The following example shows how to read a molecule from a PDB file
using Pybel, and then how to use openbabel.py to add hydrogens. It
also illustrates how to find out information on what methods and
classes are available, while at the interactive Python prompt.

::

    >>> import pybel
    >>> mol = pybel.readfile("pdb", "1PYB").next()
    >>> help(mol)
    Help on Molecule in module pybel object:
    ...
     |  Attributes:
     |     atoms, charge, dim, energy, exactmass, flags, formula,
     |     mod, molwt, spin, sssr, title.
    ...
     |  The original Open Babel molecule can be accessed using the attribute:
     |     OBMol
    ...
    >>> print len(mol.atoms), mol.molwt
    3430 49315.2
    >>> dir(mol.OBMol) # Show the list of methods provided by openbabel.py
    ['AddAtom', 'AddBond', 'AddConformer', 'AddHydrogens', 'AddPolarHydrogens', ... ]
    >>> mol.OBMol.AddHydrogens()
    >>> print len(mol.atoms), mol.molwt
    7244 49406.0

The next example is an extension of one of the ``openbabel.py``
examples at the top of this page.

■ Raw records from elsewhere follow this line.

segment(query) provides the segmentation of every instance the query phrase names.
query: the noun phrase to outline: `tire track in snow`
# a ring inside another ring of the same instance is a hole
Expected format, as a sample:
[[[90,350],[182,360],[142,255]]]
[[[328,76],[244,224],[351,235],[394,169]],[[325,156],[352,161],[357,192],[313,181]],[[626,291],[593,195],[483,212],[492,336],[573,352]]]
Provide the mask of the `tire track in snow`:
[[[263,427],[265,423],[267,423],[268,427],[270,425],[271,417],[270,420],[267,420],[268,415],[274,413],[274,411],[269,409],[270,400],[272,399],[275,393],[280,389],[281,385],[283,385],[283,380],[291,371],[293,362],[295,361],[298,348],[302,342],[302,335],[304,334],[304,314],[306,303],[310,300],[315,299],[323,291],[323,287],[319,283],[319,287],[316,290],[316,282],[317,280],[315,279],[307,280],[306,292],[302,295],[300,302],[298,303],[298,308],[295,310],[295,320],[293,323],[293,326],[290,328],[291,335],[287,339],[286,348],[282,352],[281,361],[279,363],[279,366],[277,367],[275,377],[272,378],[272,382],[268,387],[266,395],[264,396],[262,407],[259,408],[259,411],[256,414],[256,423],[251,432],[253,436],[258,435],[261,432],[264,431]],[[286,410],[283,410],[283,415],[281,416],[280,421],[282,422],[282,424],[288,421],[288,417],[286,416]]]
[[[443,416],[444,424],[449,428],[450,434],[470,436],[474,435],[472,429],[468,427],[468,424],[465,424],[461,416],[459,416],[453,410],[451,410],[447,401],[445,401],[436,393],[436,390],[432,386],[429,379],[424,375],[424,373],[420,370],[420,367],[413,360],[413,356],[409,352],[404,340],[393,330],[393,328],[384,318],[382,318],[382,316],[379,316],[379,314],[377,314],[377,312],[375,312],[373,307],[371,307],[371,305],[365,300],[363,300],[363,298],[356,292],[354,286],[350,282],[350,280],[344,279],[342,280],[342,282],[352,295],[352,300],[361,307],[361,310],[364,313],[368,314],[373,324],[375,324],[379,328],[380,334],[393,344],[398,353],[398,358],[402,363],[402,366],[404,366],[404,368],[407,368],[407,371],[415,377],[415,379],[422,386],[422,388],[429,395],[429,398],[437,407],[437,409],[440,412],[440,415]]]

It shows how a molecule could be
created using ``openbabel.py``, and then written to a file using
Pybel:

::

    import openbabel, pybel
    
    mol = openbabel.OBMol()
    a = mol.NewAtom()
    a.SetAtomicNum(6)   # carbon atom
    a.SetVector(0.0, 1.0, 2.0) # coordinates
    b = mol.NewAtom()
    mol.AddBond(1, 2, 1)   # atoms indexed from 1
    
    pybelmol = pybel.Molecule(mol)
    pybelmol.write("sdf", "outputfile.sdf")

For more examples of using Open Babel from Python, see the links on
the main `Python </wiki/Python>`_ page.